Samedi, les Hawks en seront à un 22e match depuis le début des présentes séries. Et bien que des arrières comme Keith (31 mins 14 s), Brent Seabrook (26 mins 22 s) et Niklas Hjalmarsson (25 mins 56 s) passent plus de 25 minutes par match sur la patinoire, le facteur fatigue est loin de se faire sentir.

«Ce n’est pas si pire que ça en a l’air. J’aurais pu jouer hier (jeudi), a lancé Hjalmarsson. Trois matchs seulement nous séparent d’une grande réalisation. Par conséquent, il est facile d’avoir un niveau de motivation élevé et d’oublier combien c’est exigeant.»

Des joueurs compétitifs

Bien qu’ils sautent sur la surface de jeu toutes les deux minutes, ces trois défenseurs sont rarement pris à contre-pied. Keith domine d’ailleurs le circuit avec une fiche de +15. Halmarsson (+5) et Seabrook (+3) font également preuve d’une belle fiabilité.

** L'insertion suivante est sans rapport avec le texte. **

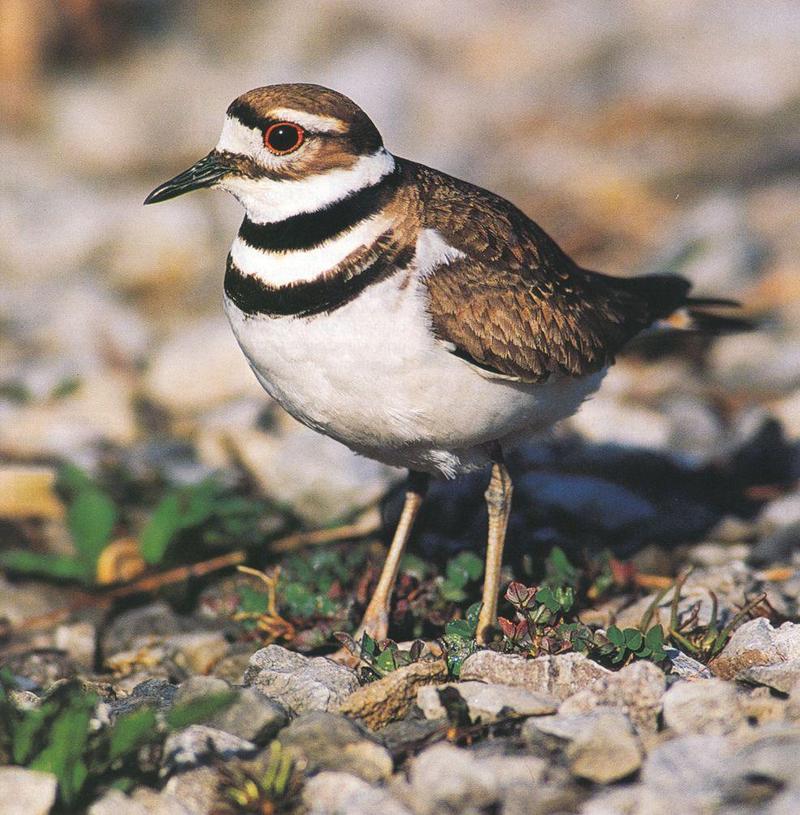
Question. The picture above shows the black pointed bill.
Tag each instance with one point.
(203, 173)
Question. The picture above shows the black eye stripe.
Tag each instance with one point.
(283, 137)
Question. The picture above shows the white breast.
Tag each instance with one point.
(372, 375)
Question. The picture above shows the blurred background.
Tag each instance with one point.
(644, 136)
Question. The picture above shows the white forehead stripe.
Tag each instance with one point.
(238, 138)
(309, 121)
(267, 200)
(283, 268)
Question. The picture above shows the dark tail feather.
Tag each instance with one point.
(708, 323)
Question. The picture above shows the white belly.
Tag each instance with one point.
(371, 375)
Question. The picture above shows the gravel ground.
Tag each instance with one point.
(644, 138)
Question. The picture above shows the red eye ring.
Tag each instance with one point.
(283, 137)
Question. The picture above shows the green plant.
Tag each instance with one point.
(263, 791)
(207, 508)
(381, 658)
(459, 639)
(91, 519)
(60, 737)
(624, 645)
(463, 569)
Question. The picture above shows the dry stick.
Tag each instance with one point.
(145, 584)
(360, 529)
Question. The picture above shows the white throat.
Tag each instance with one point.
(266, 200)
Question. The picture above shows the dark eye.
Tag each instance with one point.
(283, 137)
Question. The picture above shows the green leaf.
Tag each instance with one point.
(130, 732)
(73, 480)
(91, 518)
(633, 639)
(368, 645)
(615, 636)
(473, 612)
(459, 629)
(175, 513)
(26, 730)
(546, 597)
(62, 756)
(463, 568)
(197, 710)
(299, 599)
(162, 527)
(62, 567)
(386, 662)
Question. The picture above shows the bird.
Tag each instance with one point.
(416, 318)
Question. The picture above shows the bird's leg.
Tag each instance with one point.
(498, 502)
(376, 617)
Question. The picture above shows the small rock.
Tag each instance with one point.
(487, 702)
(198, 651)
(601, 746)
(184, 382)
(141, 626)
(297, 682)
(446, 779)
(26, 792)
(636, 690)
(332, 793)
(326, 741)
(757, 643)
(252, 716)
(782, 676)
(143, 801)
(686, 667)
(156, 693)
(558, 676)
(197, 789)
(319, 478)
(673, 783)
(28, 492)
(195, 744)
(390, 698)
(706, 707)
(40, 668)
(78, 641)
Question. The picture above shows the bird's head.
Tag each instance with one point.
(288, 149)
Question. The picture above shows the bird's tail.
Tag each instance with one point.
(702, 315)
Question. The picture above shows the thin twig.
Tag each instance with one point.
(149, 583)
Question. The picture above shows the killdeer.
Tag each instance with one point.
(418, 319)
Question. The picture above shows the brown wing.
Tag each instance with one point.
(516, 304)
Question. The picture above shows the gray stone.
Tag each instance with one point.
(601, 745)
(757, 642)
(155, 693)
(141, 625)
(331, 793)
(26, 792)
(782, 676)
(686, 774)
(198, 651)
(297, 682)
(143, 801)
(487, 702)
(197, 743)
(559, 676)
(444, 779)
(705, 706)
(636, 689)
(325, 741)
(252, 716)
(320, 479)
(685, 666)
(197, 789)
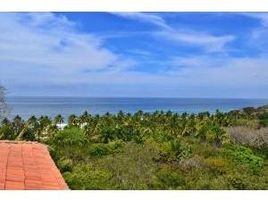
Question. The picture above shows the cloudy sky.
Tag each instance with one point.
(135, 54)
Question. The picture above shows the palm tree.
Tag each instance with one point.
(58, 119)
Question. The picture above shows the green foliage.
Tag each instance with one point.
(264, 119)
(160, 150)
(85, 177)
(244, 156)
(72, 136)
(101, 149)
(166, 179)
(174, 150)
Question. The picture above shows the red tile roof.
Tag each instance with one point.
(28, 165)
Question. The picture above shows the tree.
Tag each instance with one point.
(3, 105)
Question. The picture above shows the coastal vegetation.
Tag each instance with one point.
(159, 150)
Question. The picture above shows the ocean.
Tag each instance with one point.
(51, 106)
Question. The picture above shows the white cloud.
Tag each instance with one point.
(145, 17)
(45, 42)
(209, 42)
(263, 17)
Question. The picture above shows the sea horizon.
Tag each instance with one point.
(27, 106)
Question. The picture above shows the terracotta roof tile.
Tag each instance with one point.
(28, 165)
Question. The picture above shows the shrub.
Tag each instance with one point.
(65, 164)
(167, 179)
(218, 165)
(244, 156)
(71, 136)
(174, 150)
(85, 177)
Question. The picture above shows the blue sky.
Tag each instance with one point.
(219, 55)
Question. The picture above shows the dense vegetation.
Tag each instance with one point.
(160, 150)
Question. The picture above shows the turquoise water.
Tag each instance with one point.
(51, 106)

«Ce sont des joueurs qui sont habitués et qui s’attendent à jouer plusieurs minutes. Ce sont des gars en grande forme et ultra compétitifs. Ils veulent toujours être sur la glace. J’ai comme philosophie que plus un défenseur joue, plus il est efficace», a indiqué Joel Quenneville, lui-même un ancien défenseur ayant disputé 803 matchs dans la Ligue nationale de hockey (LNH), principalement avec les Whalers d’Hartford.